Project Title: Metastatic Prostate Cancer (MPC) Project

Description:

  • Count Me In is patient-partnered research program at the Harvard: Broad Institute of MIT & Harvard and Dana-Farber Cancer Institute that allows patients with cancer who live in the U.S and Canada to contribute their data and samples to research. Patients may join by registering online, which gives the program permission to contact their doctors and obtain their medical records, archival cancer samples and saliva or blood samples.
  • The Metastatic Prostate Cancer Project, led by Dr. Eliezer Van Allen, is a project within Count Me In that specifically focuses on understanding the genomics and biology of metastatic prostate cancer. Over 1,000 patients with metastatic prostate cancer have already enrolled in this project.
  • In this project, genomic sequencing and in-depth molecular profiling on prostate cancer samples is being performed and artificial intelligence and machine learning technologies are being used to understand relationships between biological features, clinical features and patient outcomes. Data from the project are de-identified and released on open access genomics discovery portals so that other researchers may study the data. Results from these studies are also shared with patients, to create a true patient-researcher partnership paradigm.
  • The goals of this project are to comprehensively profile the genomics and molecular features of metastatic prostate cancer, identify biomarkers for precision oncology and discover new biology and treatment strategies.

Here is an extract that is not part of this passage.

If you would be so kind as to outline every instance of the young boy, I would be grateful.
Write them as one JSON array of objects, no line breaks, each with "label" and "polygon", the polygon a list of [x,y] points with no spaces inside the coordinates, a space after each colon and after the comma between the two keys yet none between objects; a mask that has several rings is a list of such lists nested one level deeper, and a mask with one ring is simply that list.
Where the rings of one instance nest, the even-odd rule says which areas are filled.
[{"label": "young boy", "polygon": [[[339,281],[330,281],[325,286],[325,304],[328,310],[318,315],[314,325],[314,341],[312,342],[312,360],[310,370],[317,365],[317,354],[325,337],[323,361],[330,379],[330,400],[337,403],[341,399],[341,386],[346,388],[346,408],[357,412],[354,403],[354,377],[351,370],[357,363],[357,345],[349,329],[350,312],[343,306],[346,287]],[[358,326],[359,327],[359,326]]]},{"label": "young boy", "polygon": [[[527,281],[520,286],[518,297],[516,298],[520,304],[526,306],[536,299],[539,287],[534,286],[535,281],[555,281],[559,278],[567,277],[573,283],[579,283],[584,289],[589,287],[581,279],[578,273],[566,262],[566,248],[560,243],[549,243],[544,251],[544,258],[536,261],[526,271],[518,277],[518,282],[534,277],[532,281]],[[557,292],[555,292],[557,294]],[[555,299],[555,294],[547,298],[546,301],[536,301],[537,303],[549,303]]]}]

What this means to patients:  Count Me In and The Metastatic Prostate Cancer Project are opportunities for patients with cancer to contribute to research breakthroughs by contributing their medical data and tissue samples.  Dr. Van Allen and team are using data from over 1,000 enrolled patients to comprehensively profile the genomic landscape of metastatic prostate cancer and to make new discoveries that can be used to guide treatment decisions and discover new treatment strategies.